Abstract

This work studies the densification of ceramic powders via ultrafast sintering, a technique that could optimize the fabrication of components for energy conversion systems, such as solid oxide fuel cells (SOFCs). Using citrate-nitrate synthesis combined with mechanical milling, samples with nominal composition LaSrAl0.95xMgxNa0.05O4-delta (x = 0.1 and 0.3) were synthesized. These powders were sintered within 1 min by ultrafast hightemperature sintering (UHS) at 1400 degrees C. The crystallographic characterization was carried out by X-ray diffraction with multiphase Rietveld refinement for volumetric quantification of impurities.

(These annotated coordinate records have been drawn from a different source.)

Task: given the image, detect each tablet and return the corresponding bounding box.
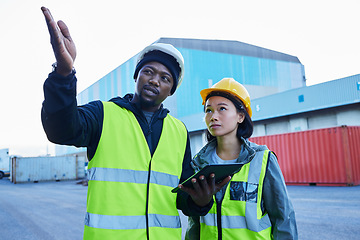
[171,163,244,193]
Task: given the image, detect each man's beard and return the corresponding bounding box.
[140,97,156,108]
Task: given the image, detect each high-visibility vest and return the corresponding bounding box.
[200,150,273,240]
[84,102,187,240]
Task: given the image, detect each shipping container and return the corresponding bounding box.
[10,156,85,183]
[250,126,360,186]
[0,148,10,179]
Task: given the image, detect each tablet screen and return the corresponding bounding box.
[171,163,243,193]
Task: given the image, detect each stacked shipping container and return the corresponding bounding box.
[250,126,360,186]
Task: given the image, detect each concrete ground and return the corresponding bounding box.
[0,179,360,240]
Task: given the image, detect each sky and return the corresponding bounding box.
[0,0,360,157]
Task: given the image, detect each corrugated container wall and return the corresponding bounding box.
[250,126,360,186]
[10,156,85,183]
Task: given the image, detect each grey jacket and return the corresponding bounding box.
[185,139,298,240]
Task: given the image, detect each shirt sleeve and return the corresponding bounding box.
[176,134,214,216]
[41,72,103,159]
[263,154,298,239]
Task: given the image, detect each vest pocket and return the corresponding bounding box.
[230,181,258,203]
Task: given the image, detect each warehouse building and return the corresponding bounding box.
[56,38,360,167]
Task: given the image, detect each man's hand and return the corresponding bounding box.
[41,7,76,76]
[179,173,231,207]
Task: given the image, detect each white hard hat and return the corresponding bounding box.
[134,43,184,93]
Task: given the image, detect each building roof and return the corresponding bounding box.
[155,38,301,63]
[251,74,360,121]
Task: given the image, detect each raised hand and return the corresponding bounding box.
[179,173,231,207]
[41,7,76,76]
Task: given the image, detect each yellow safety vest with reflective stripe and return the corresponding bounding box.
[200,150,273,240]
[84,102,187,240]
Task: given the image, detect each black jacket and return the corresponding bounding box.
[41,72,212,216]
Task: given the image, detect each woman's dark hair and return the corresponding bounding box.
[204,91,254,142]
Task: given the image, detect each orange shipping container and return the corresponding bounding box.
[250,126,360,186]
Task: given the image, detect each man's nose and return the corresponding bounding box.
[210,111,219,121]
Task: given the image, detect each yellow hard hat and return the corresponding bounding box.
[200,78,252,117]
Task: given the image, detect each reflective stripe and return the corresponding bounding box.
[85,213,181,230]
[248,152,262,184]
[88,167,179,187]
[200,213,216,226]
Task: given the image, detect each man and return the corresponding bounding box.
[41,7,226,240]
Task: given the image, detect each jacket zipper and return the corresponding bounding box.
[145,113,155,240]
[145,160,151,240]
[215,198,222,240]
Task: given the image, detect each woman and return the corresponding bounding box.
[186,78,298,240]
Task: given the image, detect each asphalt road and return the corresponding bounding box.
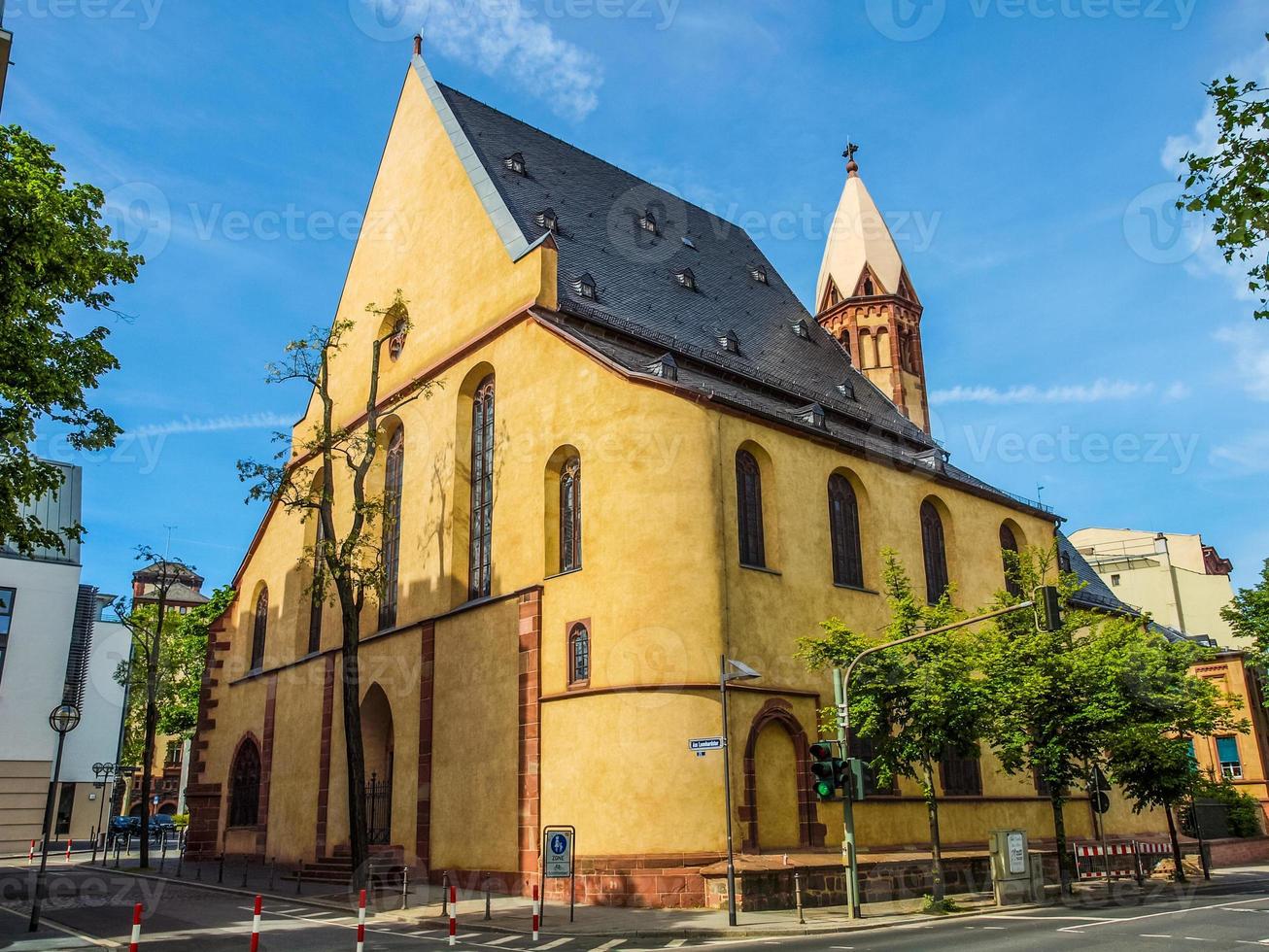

The microstructure, analyzed by scanning electron microscopy, revealed high grain cohesion for an Mg content of x = 0.1 but low densification. The electrical properties were evaluated by impedance spectroscopy. We demonstrate that the ultrafast sintering process does not affect the functional properties of the solid oxide electrolyte. This is a highly advantageous result, as it shows that sintering time can be reduced from several hours to just 1 min while preserving comparable electrochemical performance, significantly improving the efficiency and sustainability of the fabrication process. The conductivity of the doped samples increased by three orders of magnitude, from 0.016 mS/m to 13.3 mS/m for Mg content x = 0.3, achieving a 99.84% reduction in sintering time. New strategies should be explored for microstructure improvement, impurity segregation, and densification.